Modeling Detailed Wellbore Breakout Rotations in a Single Borehole in the Papua New Guinea Area to Constrain Active Fault Geometry Away from the Borehole

David Castillo1, Jon Rowse2, Gavin Douglas2, Katharine Burgdorff1, Juergen Streit1, Dan Kendrick3, and Nigel Wilson2. (1) GeoMechanics International, Level 3, 55 St. George's Terrace, Perth, WA 6000, Australia, dcastillo@geomi.com, (2) Oil Search Limited, Sydney, NSW, Australia, (3) 3D-Geo, Brisbane, Queensland, Australia

High-resolution borehole image data acquired in the South East Mananda-5 and South East Gobe-11 wells has been used to constrain the far-field geomechanical model for their respective structures in the PNG Fold Belt area. Each of these wells indicated a locally consistent far field SHmax stress direction and stress magnitude profile. Interestingly, there was also fine-scale and localized wellbore breakout rotations or positions (borehole reference frame) within each well that clearly contrasted the regional SHmax stress trend. A few of these wellbore breakout rotations were abrupt particularly where the well intersected an active natural fracture. Many of these breakout rotations were massive but they varied systematically with measured depth with wavelengths exceeding over several hundred metres measured depth.

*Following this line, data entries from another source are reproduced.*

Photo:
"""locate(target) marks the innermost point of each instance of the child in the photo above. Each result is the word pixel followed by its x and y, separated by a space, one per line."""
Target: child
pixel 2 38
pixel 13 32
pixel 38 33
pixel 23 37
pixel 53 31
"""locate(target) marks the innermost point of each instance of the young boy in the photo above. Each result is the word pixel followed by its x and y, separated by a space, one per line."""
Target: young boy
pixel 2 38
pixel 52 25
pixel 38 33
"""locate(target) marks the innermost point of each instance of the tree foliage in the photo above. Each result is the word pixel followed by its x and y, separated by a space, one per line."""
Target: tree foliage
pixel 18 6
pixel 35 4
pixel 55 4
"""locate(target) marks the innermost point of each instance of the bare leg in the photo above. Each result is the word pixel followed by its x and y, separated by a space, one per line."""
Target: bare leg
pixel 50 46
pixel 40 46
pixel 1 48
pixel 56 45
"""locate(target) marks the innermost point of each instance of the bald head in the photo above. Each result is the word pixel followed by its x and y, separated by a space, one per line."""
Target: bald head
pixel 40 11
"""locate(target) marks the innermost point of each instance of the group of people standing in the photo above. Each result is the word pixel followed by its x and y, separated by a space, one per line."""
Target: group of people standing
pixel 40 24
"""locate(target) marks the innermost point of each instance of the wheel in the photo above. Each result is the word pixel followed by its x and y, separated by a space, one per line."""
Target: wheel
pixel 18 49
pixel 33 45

It has long been appreciated that slip failure along active faults will generate a localized and 2nd order stress field in the immediate vicinity of the fault. If a well is subsequently drilled in the vicinity of the fault, but never intersects the fault, the wellbore stresses resolved along the wellbore wall will be the superposition of the far-field stress (regional stress) and the fault-slip-induced near-by stress field (fault specific).

Modeling these observed wellbore breakout rotations has been performed to constrain the fault strike, fault dip and fault position with respect to the borehole location. A full integration of the breakout rotation modeling with a recently acquired passive seismic survey represents new information to better understand the neotectonic framework of the PNG area.